[Libguestfs] [PATCH v3 10/14] nbd/client: Initial support for extended headers
Vladimir Sementsov-Ogievskiy
vsementsov at yandex-team.ru
Wed May 31 15:26:17 UTC 2023
On 15.05.23 22:53, Eric Blake wrote:
> Update the client code to be able to send an extended request, and
> parse an extended header from the server. Note that since we reject
> any structured reply with a too-large payload, we can always normalize
> a valid header back into the compact form, so that the caller need not
> deal with two branches of a union. Still, until a later patch lets
> the client negotiate extended headers, the code added here should not
> be reached.
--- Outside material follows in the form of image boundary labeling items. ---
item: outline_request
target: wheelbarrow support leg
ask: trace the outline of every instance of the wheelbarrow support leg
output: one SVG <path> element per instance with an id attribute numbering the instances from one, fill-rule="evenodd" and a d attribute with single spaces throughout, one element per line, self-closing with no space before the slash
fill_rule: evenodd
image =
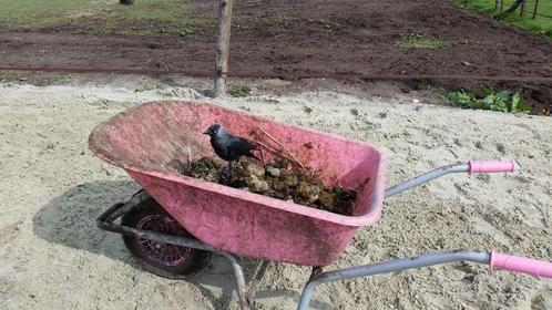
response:
<path id="1" fill-rule="evenodd" d="M 218 254 L 224 256 L 224 258 L 228 260 L 228 262 L 232 265 L 232 268 L 234 269 L 234 276 L 236 278 L 236 285 L 237 285 L 237 294 L 239 297 L 239 306 L 242 310 L 251 309 L 252 306 L 249 303 L 251 298 L 245 287 L 245 277 L 244 277 L 244 271 L 242 270 L 242 266 L 239 266 L 239 262 L 234 256 L 227 252 L 218 252 Z"/>
<path id="2" fill-rule="evenodd" d="M 313 277 L 305 288 L 299 300 L 298 310 L 306 310 L 313 298 L 314 290 L 321 283 L 347 280 L 358 277 L 367 277 L 379 273 L 401 271 L 405 269 L 420 268 L 433 265 L 441 265 L 452 261 L 474 261 L 489 264 L 490 254 L 477 251 L 454 250 L 439 254 L 428 254 L 418 257 L 393 259 L 386 262 L 371 264 L 366 266 L 351 267 L 334 271 L 327 271 Z"/>

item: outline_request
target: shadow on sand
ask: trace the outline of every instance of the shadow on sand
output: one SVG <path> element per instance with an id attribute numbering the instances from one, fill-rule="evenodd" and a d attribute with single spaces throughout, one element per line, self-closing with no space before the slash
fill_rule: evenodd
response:
<path id="1" fill-rule="evenodd" d="M 101 180 L 75 186 L 42 207 L 33 218 L 33 231 L 50 242 L 121 260 L 145 271 L 124 247 L 121 236 L 100 230 L 95 226 L 95 218 L 100 214 L 115 203 L 129 199 L 139 189 L 132 180 Z M 260 261 L 243 258 L 241 264 L 247 281 L 254 277 Z M 305 268 L 305 280 L 309 272 L 310 269 Z M 233 301 L 236 297 L 233 297 L 235 282 L 232 267 L 221 256 L 215 256 L 209 266 L 186 281 L 196 286 L 215 309 L 227 309 L 232 302 L 237 301 Z M 217 298 L 208 286 L 219 288 L 222 297 Z M 298 302 L 300 293 L 284 289 L 258 291 L 256 294 L 257 300 L 278 297 Z M 310 307 L 331 309 L 330 304 L 317 300 L 313 300 Z"/>

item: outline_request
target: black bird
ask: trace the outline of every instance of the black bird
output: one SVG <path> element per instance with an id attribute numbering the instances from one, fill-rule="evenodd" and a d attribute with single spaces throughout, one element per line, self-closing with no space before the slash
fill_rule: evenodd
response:
<path id="1" fill-rule="evenodd" d="M 219 124 L 212 125 L 204 134 L 211 136 L 211 145 L 216 155 L 226 162 L 237 161 L 242 156 L 260 161 L 252 154 L 252 149 L 257 149 L 254 145 L 243 137 L 231 135 Z"/>

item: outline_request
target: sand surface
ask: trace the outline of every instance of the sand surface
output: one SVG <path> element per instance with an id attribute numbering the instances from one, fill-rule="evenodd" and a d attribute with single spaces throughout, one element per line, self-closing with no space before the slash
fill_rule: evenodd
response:
<path id="1" fill-rule="evenodd" d="M 212 101 L 201 91 L 209 85 L 144 78 L 0 84 L 0 309 L 238 308 L 222 258 L 190 281 L 163 279 L 94 223 L 137 186 L 88 151 L 92 128 L 143 102 Z M 360 229 L 334 267 L 457 248 L 552 260 L 552 117 L 462 111 L 346 86 L 253 86 L 252 96 L 212 102 L 378 145 L 389 158 L 389 185 L 470 158 L 518 163 L 513 174 L 449 175 L 390 197 L 381 220 Z M 251 275 L 259 261 L 243 264 Z M 258 309 L 294 309 L 309 272 L 273 265 Z M 311 307 L 544 310 L 552 309 L 552 281 L 451 264 L 325 285 Z"/>

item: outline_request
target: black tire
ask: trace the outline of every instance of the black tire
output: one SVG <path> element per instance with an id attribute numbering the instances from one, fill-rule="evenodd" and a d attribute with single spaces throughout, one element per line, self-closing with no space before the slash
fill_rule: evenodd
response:
<path id="1" fill-rule="evenodd" d="M 153 198 L 146 199 L 125 214 L 121 225 L 195 239 Z M 136 236 L 123 235 L 123 241 L 147 271 L 168 279 L 190 277 L 205 268 L 213 257 L 209 251 L 160 245 Z"/>

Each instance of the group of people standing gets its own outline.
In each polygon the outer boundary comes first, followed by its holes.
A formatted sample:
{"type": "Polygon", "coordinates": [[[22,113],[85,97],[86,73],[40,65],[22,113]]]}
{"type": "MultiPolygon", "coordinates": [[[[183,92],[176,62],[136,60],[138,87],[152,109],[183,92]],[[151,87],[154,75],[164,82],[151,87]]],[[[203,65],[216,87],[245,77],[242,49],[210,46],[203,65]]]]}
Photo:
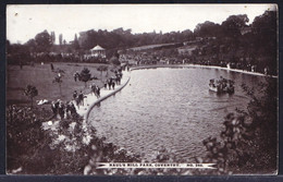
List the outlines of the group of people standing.
{"type": "Polygon", "coordinates": [[[109,80],[107,80],[104,82],[104,88],[107,89],[107,86],[109,89],[115,89],[115,85],[120,85],[121,84],[121,80],[122,80],[122,72],[121,71],[115,71],[115,76],[110,77],[109,80]]]}
{"type": "Polygon", "coordinates": [[[75,106],[72,101],[63,102],[62,100],[58,99],[57,101],[51,102],[51,109],[53,117],[59,116],[61,120],[77,114],[75,106]]]}
{"type": "Polygon", "coordinates": [[[79,106],[84,106],[84,98],[85,96],[82,90],[79,94],[76,90],[73,93],[73,99],[76,101],[77,108],[79,108],[79,106]]]}
{"type": "Polygon", "coordinates": [[[93,84],[90,86],[90,88],[91,88],[91,93],[95,94],[97,98],[99,98],[100,97],[100,88],[95,84],[93,84]]]}

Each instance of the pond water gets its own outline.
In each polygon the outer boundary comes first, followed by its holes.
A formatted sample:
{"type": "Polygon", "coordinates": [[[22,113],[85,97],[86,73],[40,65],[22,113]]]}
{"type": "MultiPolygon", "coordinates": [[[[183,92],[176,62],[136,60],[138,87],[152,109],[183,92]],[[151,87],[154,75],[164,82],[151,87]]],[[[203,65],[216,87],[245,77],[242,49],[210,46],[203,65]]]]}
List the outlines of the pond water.
{"type": "Polygon", "coordinates": [[[256,87],[263,77],[217,69],[147,69],[131,73],[130,83],[96,106],[88,122],[97,135],[150,159],[165,148],[177,159],[205,155],[202,139],[219,136],[224,117],[245,109],[241,85],[256,87]],[[234,95],[209,92],[210,78],[235,81],[234,95]]]}

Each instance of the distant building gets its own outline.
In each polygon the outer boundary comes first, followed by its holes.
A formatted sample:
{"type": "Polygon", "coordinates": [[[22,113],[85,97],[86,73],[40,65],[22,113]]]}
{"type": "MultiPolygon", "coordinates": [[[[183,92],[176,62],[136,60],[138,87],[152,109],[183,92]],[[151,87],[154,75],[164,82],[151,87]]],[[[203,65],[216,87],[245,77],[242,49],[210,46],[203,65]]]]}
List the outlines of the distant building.
{"type": "Polygon", "coordinates": [[[90,56],[106,58],[106,49],[97,45],[96,47],[90,49],[90,56]]]}

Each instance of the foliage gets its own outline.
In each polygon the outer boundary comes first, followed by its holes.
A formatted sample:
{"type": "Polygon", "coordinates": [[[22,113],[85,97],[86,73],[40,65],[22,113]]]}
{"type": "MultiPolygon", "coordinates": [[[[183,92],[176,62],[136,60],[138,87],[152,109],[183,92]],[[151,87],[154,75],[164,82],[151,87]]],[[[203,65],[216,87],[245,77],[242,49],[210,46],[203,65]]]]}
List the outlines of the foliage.
{"type": "Polygon", "coordinates": [[[63,75],[63,74],[64,74],[64,71],[58,69],[58,70],[56,71],[56,73],[58,73],[58,74],[54,76],[54,80],[52,81],[52,83],[57,83],[57,84],[59,85],[60,95],[62,95],[61,84],[63,83],[62,77],[64,76],[64,75],[63,75]]]}
{"type": "Polygon", "coordinates": [[[278,81],[268,77],[266,83],[261,83],[261,95],[246,85],[243,89],[251,99],[247,111],[229,113],[220,138],[204,141],[208,154],[201,160],[217,163],[218,170],[213,174],[273,173],[276,170],[278,81]]]}
{"type": "Polygon", "coordinates": [[[27,85],[24,89],[24,95],[30,99],[30,106],[33,107],[33,98],[38,95],[38,90],[33,85],[27,85]]]}
{"type": "Polygon", "coordinates": [[[39,33],[35,36],[36,50],[38,52],[49,51],[54,38],[52,38],[47,31],[39,33]]]}
{"type": "Polygon", "coordinates": [[[81,73],[79,73],[79,81],[85,82],[85,87],[86,87],[86,83],[88,81],[90,81],[91,78],[91,74],[90,71],[87,68],[84,68],[81,73]]]}

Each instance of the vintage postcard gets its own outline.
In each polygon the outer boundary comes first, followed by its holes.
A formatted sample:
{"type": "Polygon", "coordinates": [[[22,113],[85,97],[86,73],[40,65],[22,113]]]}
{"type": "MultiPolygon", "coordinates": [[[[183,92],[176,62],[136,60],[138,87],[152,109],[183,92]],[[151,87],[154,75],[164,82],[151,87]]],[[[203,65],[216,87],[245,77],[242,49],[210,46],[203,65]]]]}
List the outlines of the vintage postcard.
{"type": "Polygon", "coordinates": [[[8,4],[7,173],[278,173],[276,4],[8,4]]]}

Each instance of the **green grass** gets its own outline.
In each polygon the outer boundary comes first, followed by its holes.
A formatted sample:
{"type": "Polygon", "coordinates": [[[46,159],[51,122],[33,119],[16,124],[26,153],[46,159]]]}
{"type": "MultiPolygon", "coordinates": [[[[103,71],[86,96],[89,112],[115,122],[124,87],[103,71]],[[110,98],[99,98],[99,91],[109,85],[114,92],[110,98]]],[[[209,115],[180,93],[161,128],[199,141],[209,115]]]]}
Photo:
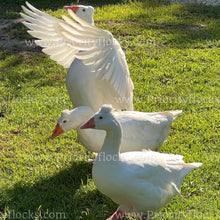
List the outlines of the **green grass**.
{"type": "MultiPolygon", "coordinates": [[[[10,10],[2,17],[17,17],[24,1],[5,2],[10,10]]],[[[70,3],[30,2],[57,17],[70,3]]],[[[184,179],[183,201],[174,197],[154,219],[217,219],[220,8],[104,2],[93,1],[100,6],[95,22],[111,31],[126,53],[135,109],[182,109],[161,151],[203,163],[184,179]]],[[[14,26],[10,39],[31,39],[26,30],[14,26]]],[[[95,188],[92,165],[86,162],[93,155],[76,132],[50,139],[61,110],[72,108],[65,75],[65,69],[32,48],[16,53],[0,48],[0,219],[3,214],[2,219],[27,219],[19,213],[29,211],[32,219],[102,220],[117,208],[95,188]]]]}

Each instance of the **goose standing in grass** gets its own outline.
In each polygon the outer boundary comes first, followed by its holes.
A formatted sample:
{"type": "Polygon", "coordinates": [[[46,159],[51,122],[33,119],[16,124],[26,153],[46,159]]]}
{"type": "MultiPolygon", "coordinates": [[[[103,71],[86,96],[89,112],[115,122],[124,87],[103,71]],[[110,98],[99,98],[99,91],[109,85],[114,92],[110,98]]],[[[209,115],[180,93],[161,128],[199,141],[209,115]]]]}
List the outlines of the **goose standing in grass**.
{"type": "Polygon", "coordinates": [[[91,6],[65,6],[71,18],[57,19],[26,2],[20,13],[35,43],[64,68],[74,107],[97,111],[104,103],[133,110],[133,82],[125,54],[108,31],[94,26],[91,6]],[[77,16],[76,14],[79,16],[77,16]]]}
{"type": "Polygon", "coordinates": [[[106,131],[101,150],[93,164],[96,187],[115,203],[117,211],[109,220],[123,219],[126,212],[158,212],[173,196],[180,195],[183,178],[201,163],[184,163],[183,156],[158,152],[120,153],[122,129],[111,106],[103,106],[81,129],[106,131]]]}
{"type": "MultiPolygon", "coordinates": [[[[169,135],[171,124],[181,113],[181,110],[152,113],[112,111],[123,130],[121,152],[143,149],[158,151],[169,135]]],[[[80,106],[73,110],[62,111],[52,138],[77,129],[78,137],[82,144],[92,152],[99,152],[106,132],[93,129],[79,129],[93,114],[94,111],[88,106],[80,106]]]]}

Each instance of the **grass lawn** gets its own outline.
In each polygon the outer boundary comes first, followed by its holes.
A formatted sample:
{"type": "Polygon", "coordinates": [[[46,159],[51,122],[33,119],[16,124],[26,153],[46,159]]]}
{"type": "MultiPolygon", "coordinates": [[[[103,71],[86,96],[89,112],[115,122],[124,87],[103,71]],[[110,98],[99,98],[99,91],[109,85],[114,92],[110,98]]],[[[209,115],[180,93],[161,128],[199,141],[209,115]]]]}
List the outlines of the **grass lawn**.
{"type": "MultiPolygon", "coordinates": [[[[52,2],[30,0],[56,17],[71,3],[52,2]]],[[[88,2],[96,6],[96,25],[126,53],[135,109],[183,110],[161,151],[203,163],[184,179],[182,202],[174,197],[153,219],[218,219],[220,7],[88,2]]],[[[21,4],[1,3],[0,18],[19,17],[21,4]]],[[[17,24],[8,40],[30,40],[26,31],[17,24]]],[[[72,108],[66,72],[36,48],[0,47],[0,220],[103,220],[117,208],[96,189],[87,163],[94,156],[76,132],[50,139],[61,110],[72,108]]]]}

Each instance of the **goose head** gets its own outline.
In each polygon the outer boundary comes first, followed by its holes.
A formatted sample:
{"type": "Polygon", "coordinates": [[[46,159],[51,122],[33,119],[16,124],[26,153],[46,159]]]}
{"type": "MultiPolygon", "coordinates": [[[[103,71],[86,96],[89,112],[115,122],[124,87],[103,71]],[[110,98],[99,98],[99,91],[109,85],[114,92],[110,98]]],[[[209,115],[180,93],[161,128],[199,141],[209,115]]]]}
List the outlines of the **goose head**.
{"type": "Polygon", "coordinates": [[[73,5],[73,6],[64,6],[64,9],[72,10],[78,17],[82,18],[84,21],[89,24],[94,25],[93,14],[94,8],[92,6],[85,5],[73,5]]]}
{"type": "Polygon", "coordinates": [[[98,130],[110,131],[118,125],[111,105],[103,105],[100,110],[93,115],[80,129],[94,128],[98,130]]]}
{"type": "Polygon", "coordinates": [[[63,110],[51,138],[79,128],[94,112],[90,107],[80,106],[72,110],[63,110]]]}

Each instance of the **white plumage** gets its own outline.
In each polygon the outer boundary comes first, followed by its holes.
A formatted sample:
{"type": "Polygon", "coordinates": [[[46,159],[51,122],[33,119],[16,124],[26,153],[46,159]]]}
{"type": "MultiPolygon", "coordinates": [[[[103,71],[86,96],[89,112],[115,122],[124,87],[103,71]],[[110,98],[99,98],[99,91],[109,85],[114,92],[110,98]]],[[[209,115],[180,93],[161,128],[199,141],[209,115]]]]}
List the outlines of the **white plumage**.
{"type": "MultiPolygon", "coordinates": [[[[120,122],[123,130],[121,152],[159,150],[169,135],[171,124],[181,113],[181,110],[152,113],[114,111],[113,115],[120,122]]],[[[83,145],[92,152],[99,152],[104,142],[105,131],[79,129],[93,114],[94,111],[87,106],[64,110],[58,119],[57,126],[60,126],[63,132],[77,129],[78,137],[83,145]]],[[[60,134],[56,130],[53,138],[60,134]]]]}
{"type": "Polygon", "coordinates": [[[122,219],[125,212],[142,213],[144,218],[159,211],[176,194],[180,196],[185,175],[202,164],[186,164],[181,155],[152,151],[119,153],[123,129],[112,111],[106,110],[102,108],[81,127],[106,131],[93,165],[95,185],[119,204],[109,219],[122,219]]]}

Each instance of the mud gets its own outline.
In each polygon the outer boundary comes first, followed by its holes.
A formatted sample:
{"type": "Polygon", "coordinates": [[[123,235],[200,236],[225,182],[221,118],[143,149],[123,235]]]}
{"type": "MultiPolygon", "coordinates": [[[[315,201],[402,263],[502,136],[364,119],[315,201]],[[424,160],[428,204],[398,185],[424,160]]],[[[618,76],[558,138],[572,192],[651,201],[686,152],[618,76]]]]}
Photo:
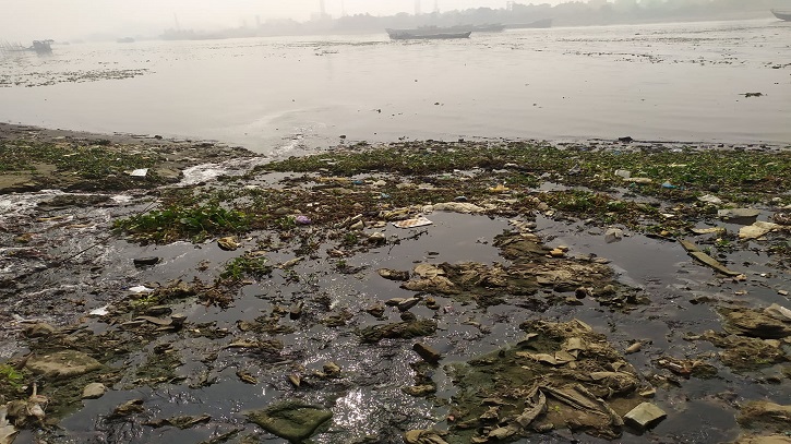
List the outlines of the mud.
{"type": "MultiPolygon", "coordinates": [[[[36,130],[14,131],[23,146],[36,130]]],[[[167,160],[178,182],[0,197],[17,442],[281,442],[250,412],[268,424],[287,403],[331,412],[299,432],[316,443],[732,442],[755,422],[740,406],[791,396],[788,230],[739,241],[696,179],[661,187],[672,169],[627,189],[602,176],[669,152],[426,142],[268,164],[190,144],[167,160]],[[418,215],[431,224],[393,225],[418,215]],[[711,226],[698,249],[739,275],[674,242],[711,226]],[[34,373],[63,352],[98,365],[34,373]],[[83,399],[95,383],[107,392],[83,399]],[[644,403],[667,418],[627,423],[644,403]]],[[[788,168],[781,149],[745,156],[788,168]]],[[[788,211],[774,176],[729,175],[721,190],[758,219],[788,211]]]]}

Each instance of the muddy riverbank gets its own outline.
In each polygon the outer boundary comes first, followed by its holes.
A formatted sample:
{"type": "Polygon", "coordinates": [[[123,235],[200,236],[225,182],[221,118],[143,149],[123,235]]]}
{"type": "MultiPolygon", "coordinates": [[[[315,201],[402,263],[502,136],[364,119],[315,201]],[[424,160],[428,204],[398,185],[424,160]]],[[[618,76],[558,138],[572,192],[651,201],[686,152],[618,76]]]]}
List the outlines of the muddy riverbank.
{"type": "Polygon", "coordinates": [[[789,442],[787,147],[0,129],[0,442],[789,442]]]}

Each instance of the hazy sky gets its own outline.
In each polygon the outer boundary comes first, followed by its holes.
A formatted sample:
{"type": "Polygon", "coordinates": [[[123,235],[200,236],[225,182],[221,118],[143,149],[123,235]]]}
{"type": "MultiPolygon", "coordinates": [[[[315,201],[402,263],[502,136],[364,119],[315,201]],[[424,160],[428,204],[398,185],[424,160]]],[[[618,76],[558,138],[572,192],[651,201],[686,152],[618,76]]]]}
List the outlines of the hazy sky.
{"type": "MultiPolygon", "coordinates": [[[[517,3],[558,4],[567,0],[522,0],[517,3]]],[[[477,7],[504,8],[505,0],[439,0],[441,11],[477,7]]],[[[415,11],[415,0],[344,0],[348,14],[395,14],[415,11]]],[[[431,12],[434,0],[421,0],[431,12]]],[[[339,16],[341,0],[325,0],[327,13],[339,16]]],[[[158,33],[173,26],[238,26],[255,15],[307,20],[319,11],[319,0],[0,0],[0,41],[37,38],[69,39],[89,34],[124,36],[130,32],[158,33]]]]}

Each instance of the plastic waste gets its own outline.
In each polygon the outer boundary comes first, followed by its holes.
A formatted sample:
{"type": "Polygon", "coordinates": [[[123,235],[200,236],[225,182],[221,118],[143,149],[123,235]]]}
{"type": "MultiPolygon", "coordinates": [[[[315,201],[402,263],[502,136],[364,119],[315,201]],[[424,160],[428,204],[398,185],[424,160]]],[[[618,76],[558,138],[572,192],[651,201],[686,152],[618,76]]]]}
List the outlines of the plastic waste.
{"type": "Polygon", "coordinates": [[[604,242],[612,243],[623,239],[623,230],[620,228],[610,228],[604,232],[604,242]]]}
{"type": "Polygon", "coordinates": [[[706,202],[707,204],[715,204],[715,205],[719,205],[722,203],[721,199],[717,197],[716,195],[711,195],[711,194],[702,195],[697,200],[700,202],[706,202]]]}
{"type": "Polygon", "coordinates": [[[136,292],[136,293],[147,293],[147,292],[154,291],[154,289],[153,288],[148,288],[148,287],[146,287],[144,285],[137,285],[137,286],[134,286],[134,287],[130,287],[129,288],[129,291],[136,292]]]}
{"type": "Polygon", "coordinates": [[[423,216],[416,217],[414,219],[397,220],[397,221],[393,223],[393,225],[398,228],[416,228],[416,227],[423,227],[423,226],[431,225],[431,224],[433,224],[433,223],[423,216]]]}

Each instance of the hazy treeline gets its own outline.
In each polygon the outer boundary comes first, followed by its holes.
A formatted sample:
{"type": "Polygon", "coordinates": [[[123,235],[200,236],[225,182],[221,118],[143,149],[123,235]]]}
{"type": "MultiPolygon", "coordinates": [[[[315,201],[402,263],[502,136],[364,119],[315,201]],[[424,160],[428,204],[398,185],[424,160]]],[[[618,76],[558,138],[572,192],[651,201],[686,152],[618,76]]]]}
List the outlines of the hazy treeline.
{"type": "Polygon", "coordinates": [[[272,20],[213,33],[169,29],[166,38],[223,38],[299,34],[376,33],[386,27],[464,24],[523,24],[552,19],[553,26],[606,25],[672,21],[707,21],[771,17],[770,9],[791,9],[791,0],[590,0],[559,5],[520,4],[510,8],[477,8],[463,11],[376,16],[347,15],[337,19],[316,16],[309,22],[272,20]]]}
{"type": "Polygon", "coordinates": [[[357,14],[297,23],[292,21],[267,22],[262,31],[308,31],[322,27],[335,32],[371,32],[385,27],[412,27],[419,25],[450,26],[459,24],[529,23],[540,19],[553,19],[555,26],[597,25],[613,23],[647,23],[663,21],[697,21],[769,17],[772,8],[791,9],[791,0],[591,0],[551,4],[514,3],[511,9],[478,8],[464,11],[433,12],[427,14],[399,13],[392,16],[357,14]]]}

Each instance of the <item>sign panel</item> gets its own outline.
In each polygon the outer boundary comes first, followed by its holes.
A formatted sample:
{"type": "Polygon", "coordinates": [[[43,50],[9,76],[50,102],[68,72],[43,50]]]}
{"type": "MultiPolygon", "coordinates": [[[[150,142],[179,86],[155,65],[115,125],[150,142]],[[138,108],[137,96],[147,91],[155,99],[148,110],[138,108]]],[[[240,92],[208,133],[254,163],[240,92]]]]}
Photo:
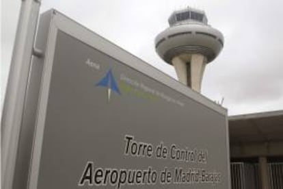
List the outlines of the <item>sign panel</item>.
{"type": "Polygon", "coordinates": [[[225,111],[148,75],[142,66],[161,73],[66,16],[52,18],[30,188],[229,188],[225,111]]]}

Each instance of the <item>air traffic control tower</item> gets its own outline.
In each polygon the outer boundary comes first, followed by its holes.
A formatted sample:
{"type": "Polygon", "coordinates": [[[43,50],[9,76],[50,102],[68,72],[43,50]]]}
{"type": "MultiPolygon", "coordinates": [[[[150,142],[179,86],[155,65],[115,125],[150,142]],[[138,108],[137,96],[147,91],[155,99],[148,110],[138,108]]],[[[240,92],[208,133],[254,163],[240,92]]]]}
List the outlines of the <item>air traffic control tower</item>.
{"type": "Polygon", "coordinates": [[[223,35],[208,25],[204,11],[191,8],[174,11],[168,22],[155,38],[156,51],[174,66],[181,83],[200,92],[205,66],[222,49],[223,35]]]}

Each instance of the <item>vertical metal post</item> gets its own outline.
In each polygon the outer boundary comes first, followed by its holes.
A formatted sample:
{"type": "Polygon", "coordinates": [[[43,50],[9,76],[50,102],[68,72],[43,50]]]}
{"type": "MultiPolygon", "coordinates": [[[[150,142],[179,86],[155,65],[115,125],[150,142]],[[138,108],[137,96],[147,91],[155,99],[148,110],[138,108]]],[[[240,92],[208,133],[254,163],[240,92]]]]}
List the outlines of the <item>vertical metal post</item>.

Note that because of the different magic numbers, it is
> just as easy to trace and then tolerate a non-compliant server sending
> the wrong header reply as it would be to insist that the server is
> compliant.
>
> The only caller to nbd_receive_reply() always passed NULL for errp;
> since we are changing the signature anyways, I decided to sink the
> decision to ignore errors one layer lower.
This way nbd_receive_simple_reply() and nbd_receive_structured_reply_chunk() are called now only with explicit NULL last argument.. And we start to drop all errors.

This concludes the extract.